Cependant il était dans de continuelles alarmes depuis le jour de la tempête. Le contre-maître, qu’il connaissait pour un de ces êtres médiocres qui rampent lâchement devant la force majeure, et ne peuvent voir sans dépit les succès de ceux qu’ils croient leurs égaux, ne lui pardonnait pas la supériorité accidentelle qu’il avait obtenue au moment du danger. Il cherchait constamment à le trouver en faute et à lui nuire dans l’esprit du commandant. La découverte du secret de Stuart par ce vil personnage, eut été un malheur sans remède. Peut-être la crainte de ce malheur donna-t-elle à la conduite du jeune marin quelque chose d’inquiet, de gêné, qui attira l’attention de son ennemi ; quoi qu’il en soit, ce dernier observait sans cesse Frank d’un œil soupçonneux et malveillant, et celui-ci, lorsqu’il s’en apercevait, fronçait le sourcil, mordait ses lèvres de manière à trahir la colère qu’il tâchait en vain de comprimer. Il avait été obligé de se confier à chacun des matelots, l’un après l’autre par divers accidens inévitables ; mais il avait obtenu de tous la promesse d’un silence inviolable, tant l’ascendant que son caractère décidé exerçait sur eux était puissant.

Cependant il ne permit à aucun de ses camarades de voir Perdita ni de lui adresser un seul mot ; mais dans la profonde obscurité de la nuit, quand les yeux vigilans du vieux capitaine et du contre-maître étaient fermés, il la conduisait sur le tillac pour y respirer un air pur et frais.
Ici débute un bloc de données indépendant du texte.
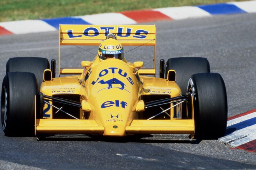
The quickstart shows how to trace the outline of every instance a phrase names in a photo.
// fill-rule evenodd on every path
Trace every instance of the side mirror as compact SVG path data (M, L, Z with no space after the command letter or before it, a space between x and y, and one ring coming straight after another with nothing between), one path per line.
M81 62L81 66L84 67L90 67L92 65L92 62L87 61L83 61Z
M44 71L44 74L43 76L43 79L44 81L51 81L52 79L52 70L50 69L45 69Z
M176 72L174 70L170 70L167 74L167 80L169 81L176 81Z
M133 63L133 67L135 68L140 68L143 67L142 61L135 61Z

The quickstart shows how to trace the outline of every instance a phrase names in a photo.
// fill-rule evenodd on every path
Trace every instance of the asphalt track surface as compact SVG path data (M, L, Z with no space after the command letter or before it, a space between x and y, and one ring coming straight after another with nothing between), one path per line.
M225 82L228 117L256 108L256 14L147 24L157 27L158 61L208 59L211 72L220 73ZM0 83L10 58L57 60L58 38L58 32L0 36ZM97 49L86 50L96 53ZM147 66L151 50L140 47L125 56L128 60L143 61ZM77 67L81 61L93 58L75 46L61 51L66 66ZM60 135L37 141L34 137L6 137L1 130L0 169L256 169L255 153L232 149L218 140L190 141L188 136L157 134L136 139Z

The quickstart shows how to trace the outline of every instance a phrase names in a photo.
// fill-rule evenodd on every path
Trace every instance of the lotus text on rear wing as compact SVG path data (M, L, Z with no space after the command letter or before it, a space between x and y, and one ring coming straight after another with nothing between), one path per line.
M110 30L114 30L115 27L100 27L100 30L104 30L105 36L107 36L108 31L110 32ZM118 27L116 36L121 37L126 37L131 36L131 32L132 32L132 28L127 28L125 32L124 30L124 27ZM83 35L74 35L72 30L67 30L67 32L68 36L69 38L75 38L81 37L83 36L87 37L96 37L100 34L100 31L98 28L94 27L88 27L87 28L83 31ZM144 39L147 37L147 35L149 32L147 31L142 29L138 29L135 32L135 33L132 35L133 38L137 38L139 39Z

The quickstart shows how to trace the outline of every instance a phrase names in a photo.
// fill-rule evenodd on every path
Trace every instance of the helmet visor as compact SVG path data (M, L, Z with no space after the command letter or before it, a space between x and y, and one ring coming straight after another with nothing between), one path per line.
M99 50L101 53L102 53L101 58L103 60L115 58L122 60L124 58L123 48L119 50L114 51L103 50L100 48Z

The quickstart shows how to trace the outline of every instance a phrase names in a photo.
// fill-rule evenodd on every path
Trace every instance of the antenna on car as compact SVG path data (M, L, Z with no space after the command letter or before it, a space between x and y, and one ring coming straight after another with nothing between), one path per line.
M108 28L107 28L107 33L108 34L106 37L106 39L109 39L110 38L114 39L116 39L116 35L112 33L109 33L109 30L108 30Z
M145 44L147 44L147 43L149 43L149 42L150 42L151 41L154 41L154 40L155 40L155 39L152 39L152 40L150 40L149 41L148 41L148 42L147 42L146 43L144 43L144 44L142 44L142 45L140 45L140 46L136 46L136 47L135 47L135 48L132 48L132 49L131 50L130 50L128 51L127 51L127 52L125 52L124 53L124 54L125 54L125 53L128 53L128 52L129 52L129 51L132 51L132 50L134 50L134 49L136 49L136 48L139 48L139 47L140 47L140 46L144 46L144 45L145 45Z

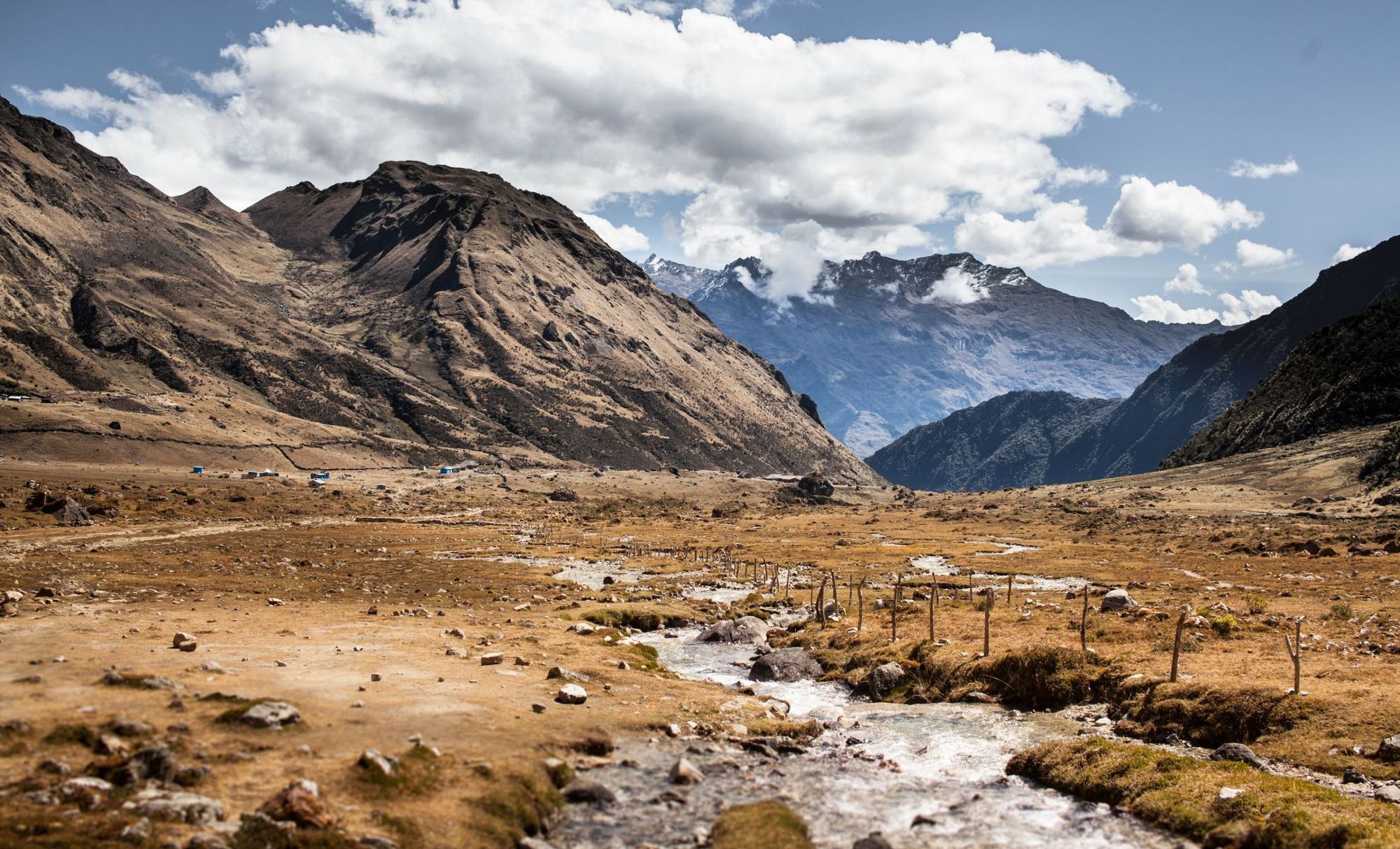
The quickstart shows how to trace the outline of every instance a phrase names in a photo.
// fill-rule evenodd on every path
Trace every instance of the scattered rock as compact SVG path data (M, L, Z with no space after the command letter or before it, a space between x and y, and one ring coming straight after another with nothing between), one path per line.
M617 797L613 796L612 790L598 782L574 780L564 787L564 800L573 804L605 807L617 801Z
M574 684L588 684L588 675L582 672L575 672L573 670L566 670L564 667L550 667L545 679L561 678L564 681L573 681Z
M671 768L671 783L672 785L699 785L704 780L704 773L700 768L690 761L680 758Z
M903 681L904 667L897 663L886 663L871 670L865 681L861 682L861 689L878 702L885 699Z
M378 750L367 748L360 754L356 766L388 778L398 772L399 761L391 755L381 755Z
M554 696L554 700L560 705L582 705L588 700L588 691L577 684L566 684L559 688L559 695Z
M757 616L722 619L706 628L696 637L700 643L762 643L769 637L769 626Z
M1105 614L1112 614L1114 611L1131 609L1135 608L1137 605L1138 605L1137 601L1133 601L1133 597L1128 595L1128 591L1119 587L1109 590L1107 593L1103 594L1103 602L1099 605L1099 611Z
M1267 769L1263 758L1254 754L1254 750L1249 748L1243 743L1226 743L1221 745L1214 752L1211 752L1211 761L1236 761L1239 764L1249 764L1254 769Z
M297 828L335 828L336 825L336 815L321 799L321 787L302 778L262 803L258 813L279 822L295 822Z
M1376 757L1386 764L1400 762L1400 734L1382 740L1380 748L1376 750Z
M122 807L154 820L190 825L211 825L224 818L224 803L178 790L141 790Z
M820 678L822 664L802 649L778 649L753 661L750 681L802 681Z
M301 722L301 712L287 702L258 702L238 715L238 723L253 729L280 729Z

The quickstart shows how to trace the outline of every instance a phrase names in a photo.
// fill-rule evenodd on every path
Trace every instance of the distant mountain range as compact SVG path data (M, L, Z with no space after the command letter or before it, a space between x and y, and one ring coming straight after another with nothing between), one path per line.
M643 269L809 394L861 455L918 424L1015 389L1127 395L1219 324L1134 321L969 254L826 263L812 300L757 290L756 259L720 270L651 256Z
M1396 297L1400 237L1323 270L1268 315L1196 340L1112 406L1085 398L997 398L965 410L956 426L934 423L910 432L869 462L910 486L1064 483L1148 472L1177 448L1182 453L1168 462L1281 444L1348 426L1343 422L1373 423L1385 413L1372 405L1383 410L1393 403L1393 394L1376 392L1392 374L1393 354L1386 357L1394 350L1387 352L1389 335L1379 329L1392 314L1382 305ZM1355 322L1309 338L1368 308L1373 311ZM1275 367L1278 373L1260 385ZM1207 427L1256 385L1257 398L1240 402L1218 427ZM1338 405L1343 409L1334 409ZM1008 422L1008 410L1021 417ZM1043 439L970 443L965 436L984 430ZM1189 443L1197 432L1200 439ZM1025 468L1037 471L1028 475Z
M162 398L186 446L277 447L291 416L363 462L874 479L773 366L491 174L385 163L238 213L0 99L0 388Z
M1315 331L1162 468L1400 419L1400 298Z

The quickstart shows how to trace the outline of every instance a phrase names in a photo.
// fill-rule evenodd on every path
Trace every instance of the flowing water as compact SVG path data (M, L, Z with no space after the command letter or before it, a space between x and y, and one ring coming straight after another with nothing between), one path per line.
M784 758L706 738L624 744L612 765L584 773L610 787L617 803L571 806L550 835L553 845L694 846L725 804L762 799L787 801L823 849L846 849L875 831L899 849L1187 845L1106 806L1004 773L1012 752L1071 737L1077 722L984 705L876 705L855 700L834 682L749 682L735 661L746 661L752 646L696 643L696 633L638 642L655 647L682 677L752 686L791 705L792 717L827 722L829 730L805 754ZM706 773L703 783L668 783L682 755Z

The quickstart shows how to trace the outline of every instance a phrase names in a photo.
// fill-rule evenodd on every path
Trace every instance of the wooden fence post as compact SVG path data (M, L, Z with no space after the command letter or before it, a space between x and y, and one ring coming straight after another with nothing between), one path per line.
M865 577L855 584L855 633L865 628Z
M1303 693L1303 618L1294 618L1294 639L1288 640L1288 635L1284 635L1284 646L1288 649L1288 657L1294 661L1294 695L1301 696Z
M1180 668L1183 628L1186 628L1186 609L1182 609L1182 615L1176 618L1176 639L1172 640L1172 675L1168 678L1170 684L1176 684L1176 672Z
M934 633L934 611L938 609L938 576L934 576L934 586L928 591L928 642L932 643L938 639Z
M1079 651L1089 650L1089 584L1084 584L1084 609L1079 611Z
M983 594L986 607L981 608L981 656L991 657L991 605L997 602L997 591L987 587Z

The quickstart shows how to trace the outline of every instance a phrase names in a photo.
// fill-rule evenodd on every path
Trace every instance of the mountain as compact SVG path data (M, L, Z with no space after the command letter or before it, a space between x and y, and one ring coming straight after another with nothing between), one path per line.
M960 423L967 432L990 429L1012 436L1026 432L1042 434L1044 443L1022 439L1002 444L991 439L958 444L952 441L956 432L934 429L923 439L902 440L899 451L872 457L871 464L895 483L911 486L917 481L946 481L949 488L958 489L970 486L966 481L973 476L979 485L995 488L1148 472L1158 468L1172 451L1187 444L1193 434L1211 424L1226 408L1245 398L1310 333L1372 307L1375 311L1365 318L1358 317L1355 325L1341 325L1310 339L1310 345L1299 350L1299 359L1287 371L1281 371L1277 384L1270 385L1264 396L1242 406L1218 430L1208 430L1200 443L1187 446L1187 453L1172 462L1208 454L1222 457L1225 454L1221 451L1228 453L1233 444L1240 446L1239 450L1243 446L1264 447L1281 444L1271 440L1289 433L1350 426L1338 424L1340 422L1354 420L1359 424L1379 420L1368 419L1382 415L1372 405L1385 409L1393 403L1389 391L1379 385L1390 374L1386 343L1382 339L1361 343L1359 338L1390 338L1390 333L1380 331L1379 322L1390 315L1387 301L1397 296L1400 237L1323 270L1316 283L1268 315L1193 342L1154 371L1128 398L1110 408L1075 408L1068 402L1063 408L1037 406L1016 399L995 399L966 410L966 419ZM1359 349L1352 354L1341 354L1337 346L1343 343L1358 345ZM1329 356L1355 359L1341 359L1331 364L1323 361ZM1351 371L1355 374L1350 374ZM1310 381L1324 380L1331 382L1308 385ZM1333 394L1329 396L1329 392ZM1350 405L1350 409L1330 410L1327 405L1331 402ZM1092 403L1092 399L1084 403ZM1270 415L1270 405L1280 405L1277 416ZM1019 424L1008 424L1002 420L1007 409L1018 410L1026 419ZM1079 415L1075 415L1077 409ZM1096 415L1086 415L1086 410L1093 409L1098 409ZM951 472L944 472L949 450L953 450L956 465ZM1019 469L1022 464L1043 471L1026 475ZM963 469L987 468L1005 472L981 472L965 479Z
M1121 403L1068 392L1007 392L920 424L872 454L871 468L903 486L938 492L1074 481L1056 448Z
M0 101L0 384L63 402L0 420L25 439L119 395L151 444L872 479L773 366L476 171L386 163L238 213Z
M1400 419L1400 298L1315 331L1162 461L1176 468Z
M652 256L644 268L781 368L862 455L1008 391L1127 395L1219 329L1134 321L969 254L826 263L809 298L781 305L762 297L771 277L756 259L715 272Z

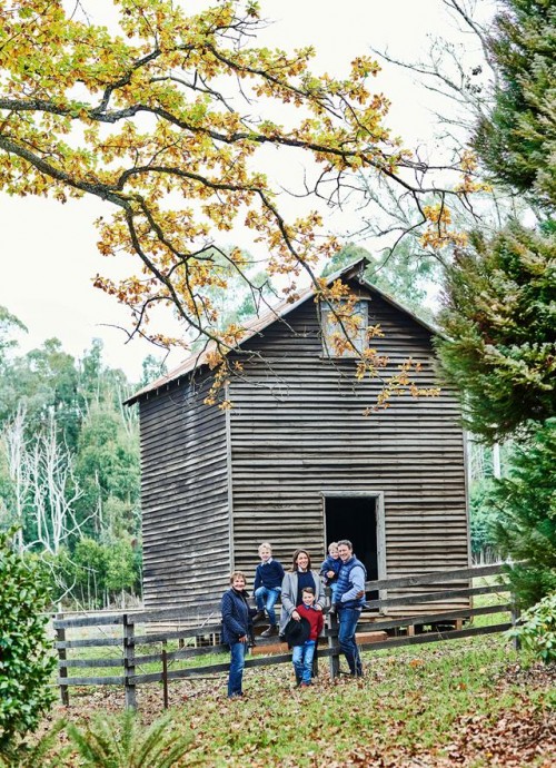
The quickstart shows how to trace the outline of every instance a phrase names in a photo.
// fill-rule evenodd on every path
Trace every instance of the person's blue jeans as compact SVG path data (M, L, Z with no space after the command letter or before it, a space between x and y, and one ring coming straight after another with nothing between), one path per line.
M259 587L255 590L255 600L257 601L257 610L264 611L267 609L268 619L271 624L276 624L276 601L280 597L280 589L268 589L268 587Z
M302 646L294 646L291 661L296 670L298 682L310 685L312 677L312 657L315 656L316 640L306 640Z
M230 672L228 676L228 696L241 696L241 682L244 679L246 642L234 642L230 646Z
M338 611L338 641L351 675L363 675L361 658L355 641L355 630L360 616L360 608L341 608Z

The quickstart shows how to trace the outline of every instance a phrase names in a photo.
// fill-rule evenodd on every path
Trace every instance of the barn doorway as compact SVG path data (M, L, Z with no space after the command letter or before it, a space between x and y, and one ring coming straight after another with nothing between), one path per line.
M373 581L384 577L381 568L381 535L378 496L368 495L326 495L325 535L326 545L330 541L349 539L354 552L367 569L367 579ZM378 591L370 592L369 600L378 599Z

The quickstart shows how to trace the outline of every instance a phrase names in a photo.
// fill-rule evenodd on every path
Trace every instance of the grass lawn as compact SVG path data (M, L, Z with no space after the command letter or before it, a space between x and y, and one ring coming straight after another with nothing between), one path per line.
M222 661L218 657L218 661ZM246 697L226 698L226 676L170 683L182 766L556 766L556 669L529 663L499 636L364 654L365 677L310 689L289 664L246 670ZM76 722L123 708L122 689L70 689ZM138 688L145 723L162 713L159 685ZM44 723L47 725L47 723ZM79 758L66 765L79 766Z

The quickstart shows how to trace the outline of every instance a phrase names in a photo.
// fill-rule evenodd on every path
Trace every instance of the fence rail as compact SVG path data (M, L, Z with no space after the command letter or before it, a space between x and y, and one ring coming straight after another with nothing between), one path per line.
M489 584L485 587L468 587L467 589L445 589L445 582L471 580L479 577L500 577L506 571L505 565L483 565L480 568L455 569L450 571L433 571L429 573L421 573L409 577L380 579L366 582L366 592L380 591L379 600L368 600L368 609L379 609L379 611L387 611L388 608L395 605L416 605L435 601L444 601L451 598L474 598L484 594L505 594L510 591L510 587L506 582ZM396 595L388 598L388 590L400 590L405 588L426 587L428 584L438 584L440 588L437 591L427 592L408 592L405 595ZM385 597L386 595L386 597ZM176 662L202 657L208 653L215 654L227 650L226 646L216 644L203 648L180 647L178 650L168 651L168 641L178 640L181 644L186 640L198 636L216 634L220 630L220 622L215 622L215 614L219 616L219 605L214 604L208 607L206 616L202 617L202 623L196 627L185 627L183 629L167 631L155 631L152 633L136 633L137 627L148 626L149 623L160 623L163 621L183 621L190 622L193 619L199 620L199 612L190 607L176 607L171 609L160 609L156 611L133 611L127 613L110 613L96 616L80 616L80 617L63 617L57 614L53 619L53 628L56 630L54 647L58 651L58 668L59 676L57 685L60 688L60 696L62 703L69 703L69 688L71 686L123 686L126 692L126 707L136 707L136 689L138 685L150 682L162 682L163 686L163 703L168 706L168 682L170 680L186 679L190 677L215 675L227 672L229 669L228 662L211 663L201 667L188 667L180 669L171 669L169 664ZM485 617L489 614L509 613L509 620L503 623L487 624L484 627L473 626L476 617ZM373 630L374 632L390 631L395 632L405 629L407 634L403 637L388 638L375 642L359 643L360 650L373 651L381 649L395 649L405 646L417 646L421 643L439 642L445 640L457 640L459 638L469 638L475 636L493 634L503 632L509 629L517 621L518 616L515 608L515 601L509 600L493 604L474 608L457 607L451 610L438 610L435 613L415 613L413 616L393 618L388 616L375 614L371 619L361 621L358 624L358 630ZM463 622L469 622L465 629ZM455 628L446 630L446 626L450 622L455 623ZM121 627L121 636L118 638L102 637L102 638L80 638L68 639L67 633L70 630L83 628L106 628ZM416 628L430 627L430 631L416 633ZM441 628L441 629L439 629ZM327 618L327 626L324 637L328 641L328 648L319 648L316 658L327 658L329 660L330 675L335 677L339 671L339 646L338 646L338 627L334 614ZM136 649L139 646L161 644L161 650L153 653L136 654ZM271 643L269 644L269 649ZM113 648L120 647L121 654L113 658L68 658L68 652L75 649L87 648ZM288 663L291 661L290 653L279 653L269 657L261 657L246 660L246 668L257 668L274 666L280 663ZM138 673L138 667L146 664L160 664L161 669L155 672ZM121 675L117 676L87 676L77 677L69 676L69 670L78 669L110 669L120 668Z

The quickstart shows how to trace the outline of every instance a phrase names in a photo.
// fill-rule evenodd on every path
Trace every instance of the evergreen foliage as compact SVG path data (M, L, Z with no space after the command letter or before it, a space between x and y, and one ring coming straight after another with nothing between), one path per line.
M488 41L498 72L495 102L474 144L497 181L556 201L556 7L503 0ZM549 160L549 161L547 161Z
M545 663L556 661L556 592L547 594L520 617L519 624L508 632Z
M437 351L466 426L493 443L555 412L554 238L509 224L448 268Z
M510 570L525 605L556 590L556 417L516 445L509 473L494 482L496 539L503 555L527 562Z
M47 640L49 594L38 569L0 534L0 752L13 754L53 700Z

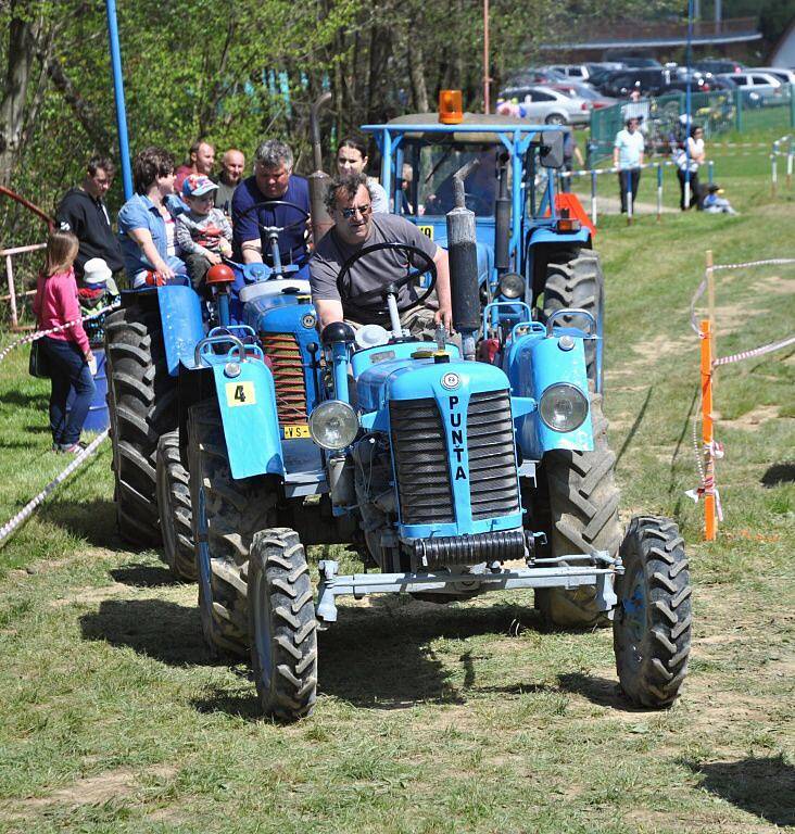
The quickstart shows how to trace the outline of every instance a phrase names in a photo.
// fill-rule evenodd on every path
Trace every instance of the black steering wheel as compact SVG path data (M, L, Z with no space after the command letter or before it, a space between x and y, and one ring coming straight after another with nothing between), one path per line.
M366 257L374 252L379 252L382 249L396 250L407 253L408 258L406 261L406 274L400 278L395 278L388 285L384 285L382 289L379 288L377 290L370 290L369 292L364 292L361 295L356 295L354 299L350 299L351 304L359 308L366 307L370 304L370 302L386 299L388 288L393 288L395 293L398 293L406 285L417 280L417 278L425 275L426 273L429 273L430 283L425 288L425 292L414 299L414 301L412 301L408 306L403 307L401 313L414 309L433 292L433 288L437 286L437 265L433 263L433 258L429 254L419 249L419 247L415 247L412 243L374 243L370 247L365 247L364 249L356 252L355 255L349 257L348 261L345 261L345 263L342 265L340 274L337 276L337 289L340 291L340 298L344 298L343 279L348 273L351 271L351 267L353 267L353 265L361 261L363 257ZM422 266L414 268L412 267L413 255L419 257L419 260L422 262Z

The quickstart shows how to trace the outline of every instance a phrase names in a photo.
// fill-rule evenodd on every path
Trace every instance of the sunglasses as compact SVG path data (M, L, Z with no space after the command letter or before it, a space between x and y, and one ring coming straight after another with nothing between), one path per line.
M371 203L367 203L366 205L352 205L350 208L340 208L340 214L346 220L351 217L354 217L356 212L358 212L363 217L366 217L370 213L370 208L373 208Z

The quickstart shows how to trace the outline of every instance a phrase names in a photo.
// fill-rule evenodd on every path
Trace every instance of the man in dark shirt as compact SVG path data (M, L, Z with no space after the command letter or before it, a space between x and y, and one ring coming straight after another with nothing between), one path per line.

Là elle lui donnait la seule récompense qui fut en son pouvoir, le plaisir d’entendre sa douce voix ; et Frank disait que les vents cessaient de murmurer dans les voiles pour l'écouter. En de certains momens, dans le silence absolu qui régnait autour d’eux, ces deux êtres portés doucement sur les vagues au milieu de l'immense Océan, se sentaient comme seuls dans l'univers.

En de tels instans, Frank éprouvait un désir irrésistible de connaître les événemens de la vie de cette Perdita, que le ciel, comme il en avait l'entière persuasion, avait confiée à ses soins. Il se hasarda une fois à traiter ce sujet qui touchait si intimement son cœur, en disant à la jeune fille : « Vous m’avez ordonné de vous nommer Perdita ; mais je n’aime point ce nom, il rappelle trop, à mon avis, ces romans emphatiques qui tournent la tête des jeunes filles et les portent à se lancer sans cartes ni boussoles à la recherche des mondes inconnus. » Il s’arrêta, hésita : il était évident qu’il avait pris un détour pour éviter d’avouer directement ce qu’il souhaitait. Enfin, après un court silence, il reprit ainsi : « Je m’entends mal à cacher mes pensées, il vaut mieux parler franchement. Ce n’est pas le nom auquel je trouve à redire, mais..., mais... je ne sais comment exprimer cela, sur ma foi ;... c’est que, il me semble, vous connaissez assez Frank Stuart pour lui confier votre nom véritable. »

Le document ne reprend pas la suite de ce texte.